Pairing players of different ethnicity, race and creed for training camp roommates? That was Sam too. He always was looking for an edge.  

He would design plays sitting at home, or at a restaurant or in an airport. I know.  I've got one framed on my office wall. He was reportedly diagramming plays in his hospital room while waiting for his new heart. He would auction off the first play of an exhibition game for charity events.  I'm sure he eventually talked the winners out of running double reverses and quarterback draws -- well, almost sure.

And his teams never played boring football

But with the death of Paul Brown, the Bengals began to sour. The 'lost generation' was beginning. And Sam wanted no part of it.  Did he quit? Did he get fired? Does it matter? It was over. He left, and it took 15 years for the Bengals to get competitive again.

In the last decade or so, Sam and I became friends, at least that's the way I like to look at it.  Not the kind of friends that talk to each other everyday; the kind who can talk every so often and catch up on what life has done to or for the other. 

We talked after my heart attack and after the death of my wife. He'd always find a way to end it on a high note, usually something about what nonsense I was up to 'back in the day.' When I' would have him on my radio show, I always began the interview, "Now joining us from the front porch of his antebellum estate in South Carolina..."  

He liked that.

I'm going to call Sam again, soon.  And I'll tell him that in all of my years covering sports in this town, he was easily the best 'quote' and as a coach, the most fun to cover.  I think he'll want to hear that. I think I need to say it.

Now then.

It's game night in Cincinnati, but I'm wondering if any non-Power 5 team will ever make the college football playoff.
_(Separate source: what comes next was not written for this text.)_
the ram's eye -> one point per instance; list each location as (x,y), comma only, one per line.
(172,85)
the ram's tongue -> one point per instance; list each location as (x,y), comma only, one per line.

We'll find out at some point this season, particularly if Houston runs the table.  But the odds would tell you the chance of it happening, ever, are slim.

To get to the college football playoff as a non-Power 5 school, you have to build a schedule that includes Power 5 teams, at least two non conference Power 5 schools, and then hope your conference has some nationally ranked teams.

Not only would you have to run the table inside of your conference, you would also have to beat the Power 5 schools you schedule, most probably on the road. No small trick in that.

Rare is the Power 5 school that will schedule a road game against a non-Power 5 school. It does happen: Kansas will play at Ohio University next year.

But Kansas isn't winning a national championship in football anytime soon. And as conferences expand, which they ultimately will again, that expansion will provide fewer chances for non-Power 5 schools to accumulate the gravitas they would need to impress the selection committee.

And in addition to all of that, a non-Power 5 school would also need some help in the form of Power 5 conference contenders losing, and probably more than just once.

I don't say that to downplay what Houston can do this year, or the University of Cincinnati, for that matter. It's simply to illustrate the gap that exists between the 'have and have nots' in college football.  

And it's not changing anytime soon.

All that said? I fully expect the Bearcats to beat Houston.